Visually the set for this episode looked great. The fighting – from the helicopter down to the guns and explosions – were also really well executed for a TV budget.
I was glad that this leap did not require Sam to pretend to be a SEAL for very long. I think they pushed just about the outermost extreme of getting him to pass as one without taking me out of the episode.
This episode did not really grab me from the beginning, as much as part 1 did, but it provided a tremendous emotional wallop at the end. Did Al know the entire time that he was the intended rescue target of Tom’s squad? He certainly knew by the time that he directs Sam away from completing the mission to save Tom. Maybe Al hoped secretly that Sam couldn’t leap until he was rescued, too, and the mission completed. As it turns out, though, Sam leaps once Tom is safe.

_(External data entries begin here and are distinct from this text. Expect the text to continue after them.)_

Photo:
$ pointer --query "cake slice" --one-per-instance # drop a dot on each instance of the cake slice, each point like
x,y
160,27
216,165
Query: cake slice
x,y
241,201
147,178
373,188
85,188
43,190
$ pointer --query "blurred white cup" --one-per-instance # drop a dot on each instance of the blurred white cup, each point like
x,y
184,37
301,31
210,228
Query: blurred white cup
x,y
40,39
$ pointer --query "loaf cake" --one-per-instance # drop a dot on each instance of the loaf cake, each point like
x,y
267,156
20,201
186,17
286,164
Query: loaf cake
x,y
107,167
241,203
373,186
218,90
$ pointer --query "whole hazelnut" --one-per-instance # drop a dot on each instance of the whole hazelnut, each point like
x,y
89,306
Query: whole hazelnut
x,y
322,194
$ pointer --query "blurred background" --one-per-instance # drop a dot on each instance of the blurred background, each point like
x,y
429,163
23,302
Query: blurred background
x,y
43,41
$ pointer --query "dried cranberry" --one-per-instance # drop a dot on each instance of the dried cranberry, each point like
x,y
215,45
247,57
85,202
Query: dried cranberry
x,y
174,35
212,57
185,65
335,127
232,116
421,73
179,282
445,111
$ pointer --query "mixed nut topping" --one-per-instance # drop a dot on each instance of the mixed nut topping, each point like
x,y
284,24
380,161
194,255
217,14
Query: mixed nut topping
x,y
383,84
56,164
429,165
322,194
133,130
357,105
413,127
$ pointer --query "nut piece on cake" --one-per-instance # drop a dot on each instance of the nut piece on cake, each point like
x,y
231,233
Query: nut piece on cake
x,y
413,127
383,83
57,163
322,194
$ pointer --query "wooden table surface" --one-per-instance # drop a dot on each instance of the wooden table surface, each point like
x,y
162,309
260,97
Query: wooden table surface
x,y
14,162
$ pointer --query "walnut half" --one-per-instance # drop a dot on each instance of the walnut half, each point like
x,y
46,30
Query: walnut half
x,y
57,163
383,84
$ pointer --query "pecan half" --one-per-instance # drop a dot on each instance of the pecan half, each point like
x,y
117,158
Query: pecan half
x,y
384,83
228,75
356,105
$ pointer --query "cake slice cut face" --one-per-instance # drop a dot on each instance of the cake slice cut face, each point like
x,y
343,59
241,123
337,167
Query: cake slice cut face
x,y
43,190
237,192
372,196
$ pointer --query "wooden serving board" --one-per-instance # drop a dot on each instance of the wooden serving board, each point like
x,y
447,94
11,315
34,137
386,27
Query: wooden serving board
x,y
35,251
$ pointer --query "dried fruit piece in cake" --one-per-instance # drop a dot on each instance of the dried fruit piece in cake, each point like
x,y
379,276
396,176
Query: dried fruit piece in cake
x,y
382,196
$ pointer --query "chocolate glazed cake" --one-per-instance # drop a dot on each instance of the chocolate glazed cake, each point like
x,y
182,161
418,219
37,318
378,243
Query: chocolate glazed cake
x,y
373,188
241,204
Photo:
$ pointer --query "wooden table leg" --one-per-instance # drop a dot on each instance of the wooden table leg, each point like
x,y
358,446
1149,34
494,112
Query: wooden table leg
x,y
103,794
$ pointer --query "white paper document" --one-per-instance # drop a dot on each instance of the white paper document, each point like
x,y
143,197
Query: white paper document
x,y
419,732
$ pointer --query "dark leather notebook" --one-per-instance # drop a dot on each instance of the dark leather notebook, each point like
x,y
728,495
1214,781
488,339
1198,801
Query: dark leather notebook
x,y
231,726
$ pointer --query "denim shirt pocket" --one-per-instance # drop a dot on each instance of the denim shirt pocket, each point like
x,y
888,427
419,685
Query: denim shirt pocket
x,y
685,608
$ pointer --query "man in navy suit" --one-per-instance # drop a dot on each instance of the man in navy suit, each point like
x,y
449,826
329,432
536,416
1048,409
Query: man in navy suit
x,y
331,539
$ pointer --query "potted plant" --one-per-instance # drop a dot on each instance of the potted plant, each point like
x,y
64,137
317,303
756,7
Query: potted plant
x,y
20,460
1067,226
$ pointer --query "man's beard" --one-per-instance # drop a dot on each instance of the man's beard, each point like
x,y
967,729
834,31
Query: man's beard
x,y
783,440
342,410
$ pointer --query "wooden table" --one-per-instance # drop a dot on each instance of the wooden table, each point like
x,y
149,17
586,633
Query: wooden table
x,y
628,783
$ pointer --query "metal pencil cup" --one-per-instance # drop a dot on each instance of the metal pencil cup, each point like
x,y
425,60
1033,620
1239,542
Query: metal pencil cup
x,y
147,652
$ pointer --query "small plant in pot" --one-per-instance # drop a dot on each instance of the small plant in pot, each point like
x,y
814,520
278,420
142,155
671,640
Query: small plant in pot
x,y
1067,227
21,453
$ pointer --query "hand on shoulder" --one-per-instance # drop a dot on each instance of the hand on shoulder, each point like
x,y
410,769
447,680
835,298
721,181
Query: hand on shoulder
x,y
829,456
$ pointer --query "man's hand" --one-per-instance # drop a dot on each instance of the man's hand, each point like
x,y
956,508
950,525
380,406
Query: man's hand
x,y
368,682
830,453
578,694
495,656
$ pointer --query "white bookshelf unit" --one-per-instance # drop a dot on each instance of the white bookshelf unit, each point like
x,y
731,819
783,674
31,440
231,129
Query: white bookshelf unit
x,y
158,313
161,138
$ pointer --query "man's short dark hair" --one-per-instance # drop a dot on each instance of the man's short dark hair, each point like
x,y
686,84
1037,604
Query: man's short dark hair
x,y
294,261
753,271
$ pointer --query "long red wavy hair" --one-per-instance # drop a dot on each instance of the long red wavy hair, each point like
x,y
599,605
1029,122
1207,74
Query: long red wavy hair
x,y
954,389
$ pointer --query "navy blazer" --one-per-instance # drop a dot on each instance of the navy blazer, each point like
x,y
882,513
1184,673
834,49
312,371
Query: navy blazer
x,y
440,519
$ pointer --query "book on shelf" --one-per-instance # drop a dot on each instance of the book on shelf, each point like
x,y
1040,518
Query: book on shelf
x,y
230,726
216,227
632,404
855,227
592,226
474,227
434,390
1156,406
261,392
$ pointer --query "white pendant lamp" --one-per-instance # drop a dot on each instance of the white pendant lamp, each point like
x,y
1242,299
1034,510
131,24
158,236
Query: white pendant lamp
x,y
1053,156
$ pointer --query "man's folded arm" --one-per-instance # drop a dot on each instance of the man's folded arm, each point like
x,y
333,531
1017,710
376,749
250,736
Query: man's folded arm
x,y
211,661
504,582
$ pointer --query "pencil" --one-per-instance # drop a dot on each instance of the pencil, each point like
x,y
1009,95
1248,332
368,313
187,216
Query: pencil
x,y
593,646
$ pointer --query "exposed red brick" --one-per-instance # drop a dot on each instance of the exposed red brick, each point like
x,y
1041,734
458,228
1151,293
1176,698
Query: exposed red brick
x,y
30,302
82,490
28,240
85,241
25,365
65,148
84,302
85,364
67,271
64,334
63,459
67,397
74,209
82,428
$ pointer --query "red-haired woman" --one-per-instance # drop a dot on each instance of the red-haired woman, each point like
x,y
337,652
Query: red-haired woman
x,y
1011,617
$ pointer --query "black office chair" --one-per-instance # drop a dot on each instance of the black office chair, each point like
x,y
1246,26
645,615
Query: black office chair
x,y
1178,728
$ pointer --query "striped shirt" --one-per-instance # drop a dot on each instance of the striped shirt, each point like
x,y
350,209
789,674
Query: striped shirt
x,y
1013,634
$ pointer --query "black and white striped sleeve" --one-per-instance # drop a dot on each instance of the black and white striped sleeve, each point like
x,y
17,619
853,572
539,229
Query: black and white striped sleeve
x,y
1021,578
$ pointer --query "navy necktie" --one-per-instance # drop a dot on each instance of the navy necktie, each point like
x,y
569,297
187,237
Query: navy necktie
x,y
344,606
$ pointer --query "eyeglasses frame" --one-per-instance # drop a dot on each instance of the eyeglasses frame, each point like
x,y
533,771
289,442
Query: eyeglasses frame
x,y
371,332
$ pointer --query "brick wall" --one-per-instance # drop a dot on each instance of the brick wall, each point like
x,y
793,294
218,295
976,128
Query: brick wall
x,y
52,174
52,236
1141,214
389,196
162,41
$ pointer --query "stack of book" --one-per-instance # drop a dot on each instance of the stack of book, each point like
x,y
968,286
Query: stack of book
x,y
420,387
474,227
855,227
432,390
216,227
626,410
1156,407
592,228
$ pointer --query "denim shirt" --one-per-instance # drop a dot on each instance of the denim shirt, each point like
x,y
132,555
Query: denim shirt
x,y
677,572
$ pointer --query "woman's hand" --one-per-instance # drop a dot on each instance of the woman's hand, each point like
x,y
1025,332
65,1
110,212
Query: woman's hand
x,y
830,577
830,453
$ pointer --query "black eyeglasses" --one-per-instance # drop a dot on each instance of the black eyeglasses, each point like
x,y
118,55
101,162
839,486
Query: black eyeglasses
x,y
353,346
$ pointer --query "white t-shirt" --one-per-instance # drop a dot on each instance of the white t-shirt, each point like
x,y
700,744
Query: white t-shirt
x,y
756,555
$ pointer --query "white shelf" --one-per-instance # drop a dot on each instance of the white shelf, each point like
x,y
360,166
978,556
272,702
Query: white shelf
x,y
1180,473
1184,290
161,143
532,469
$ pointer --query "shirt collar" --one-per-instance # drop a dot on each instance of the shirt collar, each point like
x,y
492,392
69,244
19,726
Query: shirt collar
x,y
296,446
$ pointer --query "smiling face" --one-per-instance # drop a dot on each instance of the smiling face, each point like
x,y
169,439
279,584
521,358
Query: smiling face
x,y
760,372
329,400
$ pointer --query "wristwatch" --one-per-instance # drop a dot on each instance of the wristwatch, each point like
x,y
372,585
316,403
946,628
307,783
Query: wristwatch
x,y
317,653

I kind of knew that Maggie was a goner pretty early on. All of her behavior felt like a set-up to soften the blow of her death (you instinctively feel a bit worse for a careful person who dies tragically than a wildly reckless person.) That said, her death is still impactful because it brings home the consequences of what Sam is doing. As he points out, he traded one life for another.
Dean Stockwell is so good on this show. The non-verbal communication between Al and Sam, as Sam realizes the extent of the sacrifice Al just made, is powerful. Al communicates so much while saying so little. Whew.
Season 3 is off to an outstanding start. There is no place for this series to go from here, except down. Let’s buckle up for the descent.